Um
reformado de 78 anos que votou para o Reino Unido sair da UE e um economista de
27 que queria ficar explicam ao JN em Londres o que sucedeu.
"Não
há volta. Se a decisão foi pela saída, sairemos". Glenn Jobs, 78 anos, um
reformado que enriqueceu com catering, parece decalcar as palavras do
primeiro-ministro David Cameron antes de cair na demissão e no referendo que
ditou a extração do Reino Unido da União Europeia (52% pela saída, contra 48%;
a diferença é de 1,2 milhões num eleitorado de 46 milhões).
Glenn
até usou a metáfora do voo de Cameron, mas para a retorcer: "Se quisermos
sair de um avião em andamento, podemos sair, mas depois não há forma de voltar
a entrar", disse Cameron em campanha, frase que agora Glenn engrossa:
"Mas, quem raio é que quer ir num avião que se vai despenhar? Por isso,
bom voo para vocês, os da UE. Mas, se fosse eu, via já onde é que estão os
paraquedas, isto é, se os houver...".
"Mas,
quem raio é que quer ir num avião que se vai despenhar? Por isso, bom voo para
vocês, os da UE. Mas, se fosse eu, via já onde é que estão os paraquedas, isto
é, se os houver..."
Glenn,
que veio para Londres das Caraíbas em 1959, aos 21 anos, e lembra-se do império
de outras eras, é da faixa etária do eleitorado que mais peso imprimiu à saída
(61% dos maiores de 65 anos votou "Brexit"). "Eu vi como este
país dantes era melhor, antes até da adesão de 1973. Era mais fácil ter
emprego, havia mais benefícios, os bancos emprestavam bom dinheiro, não se
gastava tanto a assistir emigrantes que não nos trazem riqueza", diz
Glenn.
A
seguir desfia o que o Reino Unido vai ganhar: "Soberania, total controlo
da migração, regulação económica que faça sentido para nós". E diz o que o
irrita ("a eurozona é um desastre") e diz o que o fez mesmo votar
para sair: "A crise financeira de 2008, que nos afundou no paquiderme da
UE, e a contínua crise de refugiados da Síria, aqui tratada com excesso de
liberalidade".
Glenn,
que se entretinha na tarde londrina deste domingo a apostar em cavalos e no
França-Irlanda ("olha, ganhei três vezes o que pus na vitória dos
frogs!"), tem uma família grande de seis votantes. Diz que todos estiveram
unidos no não à UE. E agora, Glenn, quem quer a governar? "Fácil: o Boris
[Johnson, conservador], ele saberá defender-nos do mal da UE".

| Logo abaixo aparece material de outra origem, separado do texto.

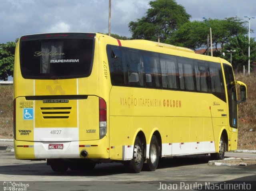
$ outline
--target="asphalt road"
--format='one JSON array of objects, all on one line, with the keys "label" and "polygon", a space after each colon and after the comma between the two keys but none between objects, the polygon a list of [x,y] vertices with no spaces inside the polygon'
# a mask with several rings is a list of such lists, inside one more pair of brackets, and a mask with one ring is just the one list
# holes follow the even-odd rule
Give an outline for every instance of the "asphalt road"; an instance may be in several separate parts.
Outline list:
[{"label": "asphalt road", "polygon": [[[232,156],[232,153],[227,154],[235,157]],[[244,158],[248,155],[235,154],[237,154]],[[256,154],[248,155],[256,158]],[[203,189],[199,187],[198,190],[206,188],[208,190],[206,182],[220,183],[230,181],[250,184],[249,190],[256,190],[256,166],[210,166],[208,165],[210,160],[209,156],[204,156],[164,159],[155,171],[142,171],[138,174],[127,173],[123,165],[116,163],[96,165],[92,172],[69,170],[65,173],[58,173],[47,166],[45,161],[17,160],[13,153],[2,151],[0,153],[0,181],[6,182],[6,185],[7,182],[28,183],[26,190],[151,191],[160,188],[168,189],[165,186],[168,185],[173,186],[172,190],[187,190],[186,187],[180,187],[183,185],[183,182],[184,185],[186,183],[194,186],[197,184],[198,188],[201,183]],[[176,185],[177,188],[174,187]],[[0,191],[3,190],[4,185],[0,182]]]}]

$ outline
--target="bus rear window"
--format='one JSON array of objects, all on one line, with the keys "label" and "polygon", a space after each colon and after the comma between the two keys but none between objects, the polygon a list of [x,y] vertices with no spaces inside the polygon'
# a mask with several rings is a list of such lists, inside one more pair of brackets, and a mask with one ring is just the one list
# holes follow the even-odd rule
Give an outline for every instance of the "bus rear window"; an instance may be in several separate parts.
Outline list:
[{"label": "bus rear window", "polygon": [[23,77],[60,79],[89,76],[94,37],[74,38],[74,35],[65,38],[28,36],[24,40],[22,38],[20,67]]}]

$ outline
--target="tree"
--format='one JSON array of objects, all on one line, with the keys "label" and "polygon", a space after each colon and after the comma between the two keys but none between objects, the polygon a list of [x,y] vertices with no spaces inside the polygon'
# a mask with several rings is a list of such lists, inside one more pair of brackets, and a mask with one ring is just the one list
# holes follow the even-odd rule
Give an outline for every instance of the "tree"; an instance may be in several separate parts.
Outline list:
[{"label": "tree", "polygon": [[[213,48],[217,49],[220,46],[223,48],[229,38],[238,34],[245,34],[248,32],[244,26],[246,22],[237,17],[222,20],[209,19],[208,21],[212,28]],[[187,22],[166,42],[196,49],[207,47],[207,35],[209,33],[209,27],[206,21]],[[216,53],[220,54],[219,52]]]},{"label": "tree", "polygon": [[[249,46],[248,36],[240,34],[237,36],[230,37],[228,42],[224,47],[222,50],[225,52],[224,58],[230,62],[230,53],[227,52],[227,50],[236,52],[232,53],[232,65],[233,68],[238,71],[242,71],[243,66],[248,68],[248,47]],[[251,62],[256,61],[256,42],[254,38],[251,38],[250,42],[250,59]],[[251,66],[251,65],[250,65]]]},{"label": "tree", "polygon": [[156,0],[149,4],[146,16],[129,24],[132,39],[164,42],[191,17],[175,0]]},{"label": "tree", "polygon": [[13,76],[16,42],[0,44],[0,80],[7,80],[8,76]]}]

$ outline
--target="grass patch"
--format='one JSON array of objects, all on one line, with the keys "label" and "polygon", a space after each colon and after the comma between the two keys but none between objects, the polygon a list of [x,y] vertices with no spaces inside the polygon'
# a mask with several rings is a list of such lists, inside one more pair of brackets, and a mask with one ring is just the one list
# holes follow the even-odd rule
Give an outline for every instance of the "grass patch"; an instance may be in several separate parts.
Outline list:
[{"label": "grass patch", "polygon": [[0,85],[0,138],[13,136],[12,85]]}]

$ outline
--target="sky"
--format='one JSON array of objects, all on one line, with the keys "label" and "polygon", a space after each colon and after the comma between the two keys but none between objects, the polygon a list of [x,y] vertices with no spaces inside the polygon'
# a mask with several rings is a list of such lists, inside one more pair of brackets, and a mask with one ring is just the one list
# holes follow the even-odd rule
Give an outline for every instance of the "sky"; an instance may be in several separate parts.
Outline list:
[{"label": "sky", "polygon": [[[111,0],[111,33],[130,37],[128,24],[145,16],[150,0]],[[256,0],[176,0],[192,21],[256,17]],[[0,43],[59,32],[108,33],[109,0],[0,0]],[[248,23],[246,25],[248,27]],[[251,19],[256,33],[256,18]],[[214,33],[214,29],[212,29]],[[256,37],[256,33],[251,33]]]}]

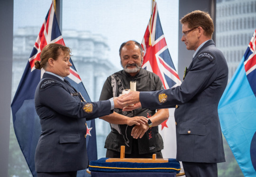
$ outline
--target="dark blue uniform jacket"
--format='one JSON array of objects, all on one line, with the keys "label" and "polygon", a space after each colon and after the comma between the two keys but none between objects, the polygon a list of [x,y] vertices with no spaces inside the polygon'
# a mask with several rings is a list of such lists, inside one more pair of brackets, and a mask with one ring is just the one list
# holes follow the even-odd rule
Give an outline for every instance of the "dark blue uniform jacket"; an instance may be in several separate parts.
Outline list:
[{"label": "dark blue uniform jacket", "polygon": [[77,171],[88,166],[86,119],[107,115],[113,110],[109,101],[81,102],[80,95],[72,95],[75,92],[47,73],[37,85],[35,103],[42,132],[35,154],[37,172]]},{"label": "dark blue uniform jacket", "polygon": [[218,114],[219,101],[228,82],[228,69],[222,52],[212,40],[196,53],[180,86],[153,92],[141,92],[143,108],[175,107],[179,161],[225,161]]}]

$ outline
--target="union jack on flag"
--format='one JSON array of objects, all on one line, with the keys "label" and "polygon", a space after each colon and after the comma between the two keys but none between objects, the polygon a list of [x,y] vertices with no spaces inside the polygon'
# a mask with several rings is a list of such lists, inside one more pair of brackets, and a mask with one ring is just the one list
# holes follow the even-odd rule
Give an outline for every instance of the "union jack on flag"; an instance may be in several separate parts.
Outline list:
[{"label": "union jack on flag", "polygon": [[151,19],[149,20],[141,44],[144,52],[142,68],[158,75],[165,88],[168,89],[180,85],[181,81],[169,52],[161,25],[156,2],[153,3]]},{"label": "union jack on flag", "polygon": [[[42,26],[11,105],[15,135],[33,177],[37,175],[35,167],[35,152],[41,130],[35,107],[35,92],[42,75],[41,73],[43,73],[43,71],[35,69],[34,63],[36,60],[40,61],[41,51],[50,43],[65,45],[53,4]],[[70,74],[66,79],[81,92],[86,101],[91,101],[71,59],[70,61],[72,66]],[[87,134],[90,135],[86,137],[87,152],[90,152],[88,159],[90,161],[95,160],[97,153],[95,121],[93,119],[86,122]],[[77,176],[83,176],[83,173],[86,173],[84,171],[79,171]]]},{"label": "union jack on flag", "polygon": [[245,69],[246,76],[254,94],[256,96],[256,30],[245,53]]},{"label": "union jack on flag", "polygon": [[[144,52],[142,67],[158,75],[167,89],[180,85],[181,81],[169,52],[155,1],[153,2],[153,7],[151,20],[141,43]],[[162,153],[164,157],[175,158],[176,147],[174,109],[169,109],[169,118],[161,124],[162,128],[159,130],[165,144]]]}]

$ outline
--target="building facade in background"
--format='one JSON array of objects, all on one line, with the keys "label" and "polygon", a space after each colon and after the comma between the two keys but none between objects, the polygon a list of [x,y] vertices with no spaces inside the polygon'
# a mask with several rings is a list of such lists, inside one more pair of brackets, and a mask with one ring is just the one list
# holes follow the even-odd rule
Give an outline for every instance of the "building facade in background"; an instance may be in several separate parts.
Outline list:
[{"label": "building facade in background", "polygon": [[256,0],[217,0],[217,47],[229,67],[229,81],[239,65],[256,28]]}]

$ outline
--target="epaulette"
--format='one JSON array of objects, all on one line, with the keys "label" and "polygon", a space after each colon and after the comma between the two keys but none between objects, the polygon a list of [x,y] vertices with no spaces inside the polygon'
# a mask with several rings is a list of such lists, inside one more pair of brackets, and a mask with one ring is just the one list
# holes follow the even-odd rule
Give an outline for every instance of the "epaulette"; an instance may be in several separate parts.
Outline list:
[{"label": "epaulette", "polygon": [[211,52],[210,51],[204,51],[198,55],[197,56],[199,59],[201,59],[203,58],[207,58],[209,59],[210,61],[212,61],[215,59],[215,57]]},{"label": "epaulette", "polygon": [[56,81],[53,79],[47,78],[43,80],[40,84],[40,89],[44,89],[48,85],[55,84]]}]

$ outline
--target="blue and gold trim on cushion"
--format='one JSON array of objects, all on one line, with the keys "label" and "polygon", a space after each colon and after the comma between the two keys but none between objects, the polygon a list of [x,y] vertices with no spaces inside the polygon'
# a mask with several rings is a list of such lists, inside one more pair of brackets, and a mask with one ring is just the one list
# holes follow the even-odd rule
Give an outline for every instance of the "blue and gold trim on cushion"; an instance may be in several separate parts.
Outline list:
[{"label": "blue and gold trim on cushion", "polygon": [[90,162],[91,171],[105,172],[175,172],[181,170],[180,162],[174,159],[169,159],[166,163],[133,163],[126,162],[106,162],[109,158],[103,158]]}]

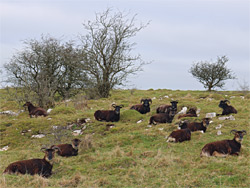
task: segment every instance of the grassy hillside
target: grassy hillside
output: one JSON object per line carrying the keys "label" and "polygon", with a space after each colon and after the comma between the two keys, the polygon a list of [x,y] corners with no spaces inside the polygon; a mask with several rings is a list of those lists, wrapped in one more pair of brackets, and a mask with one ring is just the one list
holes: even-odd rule
{"label": "grassy hillside", "polygon": [[[0,90],[0,111],[22,110],[4,90]],[[151,112],[142,115],[129,110],[141,98],[153,99]],[[81,100],[80,100],[81,99]],[[148,127],[148,120],[160,104],[178,100],[178,111],[183,106],[201,109],[201,120],[208,112],[221,113],[221,99],[229,99],[238,114],[236,120],[213,118],[207,132],[192,133],[191,141],[167,143],[165,137],[179,122]],[[111,104],[123,104],[121,120],[109,129],[109,123],[94,119],[97,109],[112,109]],[[56,156],[53,175],[44,179],[29,175],[1,175],[0,187],[249,187],[250,185],[250,95],[240,92],[172,91],[172,90],[115,90],[108,99],[84,100],[78,96],[70,102],[60,101],[51,114],[44,118],[29,118],[28,112],[19,116],[0,115],[0,172],[17,160],[42,158],[41,146],[82,140],[79,155],[71,158]],[[79,118],[91,121],[79,125]],[[141,123],[137,121],[143,120]],[[217,135],[217,127],[222,134]],[[65,129],[71,125],[70,129]],[[73,136],[82,129],[82,135]],[[202,147],[212,141],[232,139],[230,130],[245,129],[240,156],[201,158]],[[44,134],[43,138],[31,138]]]}

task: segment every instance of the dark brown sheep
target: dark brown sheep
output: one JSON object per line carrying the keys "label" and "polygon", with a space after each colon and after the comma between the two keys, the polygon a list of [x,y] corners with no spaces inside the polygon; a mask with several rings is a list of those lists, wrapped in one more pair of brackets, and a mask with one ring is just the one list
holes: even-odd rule
{"label": "dark brown sheep", "polygon": [[174,116],[175,116],[176,110],[171,108],[169,114],[168,113],[159,113],[154,114],[149,119],[150,125],[156,125],[157,123],[172,123]]}
{"label": "dark brown sheep", "polygon": [[230,133],[234,133],[232,140],[221,140],[206,144],[201,151],[201,157],[226,157],[227,155],[239,155],[241,142],[243,136],[247,133],[245,130],[237,131],[232,130]]}
{"label": "dark brown sheep", "polygon": [[203,131],[203,133],[206,132],[207,126],[209,125],[210,118],[203,118],[202,122],[191,122],[189,123],[188,121],[180,122],[179,127],[181,129],[186,129],[188,128],[190,131]]}
{"label": "dark brown sheep", "polygon": [[72,144],[59,144],[59,145],[53,145],[53,147],[58,147],[60,150],[57,151],[57,154],[62,157],[70,157],[70,156],[77,156],[78,155],[78,146],[81,142],[81,140],[75,138],[72,141]]}
{"label": "dark brown sheep", "polygon": [[173,131],[167,138],[167,142],[183,142],[191,139],[191,131],[189,129],[180,129]]}
{"label": "dark brown sheep", "polygon": [[112,105],[115,110],[97,110],[94,114],[95,119],[98,121],[119,121],[120,120],[120,109],[123,105]]}
{"label": "dark brown sheep", "polygon": [[217,116],[219,115],[228,115],[228,114],[237,114],[237,110],[233,107],[227,104],[230,103],[229,100],[221,100],[219,107],[223,109],[222,114],[217,114]]}
{"label": "dark brown sheep", "polygon": [[194,108],[190,108],[186,114],[179,115],[178,119],[183,117],[197,117],[196,110]]}
{"label": "dark brown sheep", "polygon": [[140,112],[141,114],[146,114],[150,112],[150,103],[152,104],[151,99],[141,99],[142,104],[136,104],[131,106],[131,110],[136,110]]}
{"label": "dark brown sheep", "polygon": [[48,178],[51,176],[51,171],[53,167],[53,158],[55,156],[55,152],[59,150],[58,147],[53,147],[50,149],[41,148],[41,150],[45,153],[43,159],[29,159],[23,161],[16,161],[8,165],[8,167],[4,170],[4,173],[8,174],[30,174],[35,175],[38,174],[42,177]]}
{"label": "dark brown sheep", "polygon": [[33,106],[33,104],[31,102],[26,102],[23,107],[27,106],[28,110],[29,110],[29,115],[30,117],[32,116],[47,116],[47,112],[45,109],[41,108],[41,107],[35,107]]}
{"label": "dark brown sheep", "polygon": [[156,113],[169,113],[171,108],[175,108],[177,111],[177,103],[178,101],[171,101],[170,102],[171,105],[168,104],[163,104],[160,105],[157,109],[156,109]]}

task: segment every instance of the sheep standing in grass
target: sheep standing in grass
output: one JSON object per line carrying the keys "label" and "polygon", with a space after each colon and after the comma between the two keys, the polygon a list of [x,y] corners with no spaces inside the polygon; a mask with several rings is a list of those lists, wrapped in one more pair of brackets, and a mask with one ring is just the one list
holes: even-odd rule
{"label": "sheep standing in grass", "polygon": [[29,110],[29,115],[30,117],[32,116],[47,116],[48,113],[46,112],[45,109],[41,108],[41,107],[35,107],[31,102],[26,102],[23,107],[27,106],[28,110]]}
{"label": "sheep standing in grass", "polygon": [[241,142],[243,136],[247,134],[245,130],[237,131],[231,130],[230,133],[234,133],[234,138],[232,140],[221,140],[216,142],[211,142],[206,144],[201,151],[201,157],[226,157],[227,155],[239,155]]}
{"label": "sheep standing in grass", "polygon": [[221,100],[219,107],[223,109],[222,114],[217,114],[218,115],[228,115],[228,114],[237,114],[237,110],[233,107],[228,105],[227,103],[230,103],[229,100]]}
{"label": "sheep standing in grass", "polygon": [[8,165],[8,167],[4,170],[4,173],[8,174],[30,174],[30,175],[41,175],[45,178],[51,176],[51,171],[53,167],[53,158],[55,156],[55,152],[60,150],[58,147],[53,147],[50,149],[41,148],[41,150],[45,153],[43,159],[29,159],[24,161],[17,161]]}
{"label": "sheep standing in grass", "polygon": [[141,114],[146,114],[150,112],[150,103],[152,104],[151,99],[141,99],[142,104],[136,104],[131,106],[131,110],[136,110],[140,112]]}
{"label": "sheep standing in grass", "polygon": [[120,109],[123,105],[112,105],[115,110],[97,110],[94,113],[95,119],[98,121],[119,121],[120,120]]}
{"label": "sheep standing in grass", "polygon": [[191,140],[191,131],[189,129],[173,131],[167,138],[167,142],[184,142],[187,140]]}
{"label": "sheep standing in grass", "polygon": [[57,154],[62,157],[70,157],[70,156],[77,156],[78,155],[78,146],[81,142],[81,140],[75,138],[72,141],[72,144],[59,144],[59,145],[53,145],[53,147],[58,147],[60,150],[57,151]]}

Mas eles perderam a cabeça?
Mas eles perderam a cabeça?
"Agora
vai ficar tudo mais caro! Isto é muito claro. Não sei onde é que eles tinham a
cabeça", diz Luke Wright, 27 anos, financeiro na City e que sabe realmente
de números.
"Ora
bem, a libra já está a desvalorizar, ontem uma libra valia 1.37 dólares e 1.23
euros. Há um ano valia mais: 1.57 dólares e 1.40 euros. É a maior
desvalorização desde 1980!", diz ele a consultar o iPhone. E dá exemplos:
"Os ingleses que vão de férias para o vosso solarengo país, o Algarve (são
os da classe operária e que ganham menos, não é?), bom, a esses agora vai ficar
tudo mais caro, comida, hotéis, entretenimento, tudo, simplesmente porque a
libra vai deflacionar".
Luke,
que faz parte da geração que votou maioritariamente para ficar na UE (56% na
faixa etária 25-49 anos; nos de 18-24 anos foi 75%), continua a informar bem:
"Mas aqui os preços também vão subir: tudo o que for importado, comida,
eletrónica, roupa, gasolina, vai encarecer, não só pelo embate com o dólar, mas
pelas novas taxas alfandegárias que se vão criar - o aumento na gasolina vai
ser já sentido porque o crude é referenciado em dólares".
No
imobiliário, pode haver um efeito curioso, diz ele: "O preço das casas vai
descer, algures entre 5% e 15%, pondo fim à subida contínua desde o século
passado. É a única coisa boa que vejo. De resto, o céu parece-me muito
carregado para nós", diz Luke que acha que quem votou para sair "não
é solidário, não é global e é definitivamente racista".
E
conclui a olhar para Oeste: "Isto favorece os populistas e os políticos
hipócritas. Já viu que nos EUA pode ficar a mandar Donald Trump e aqui Boris
Johnson, dois demagogos sem qualidades? E nem vou falar do cabelo ridículo dos dois!".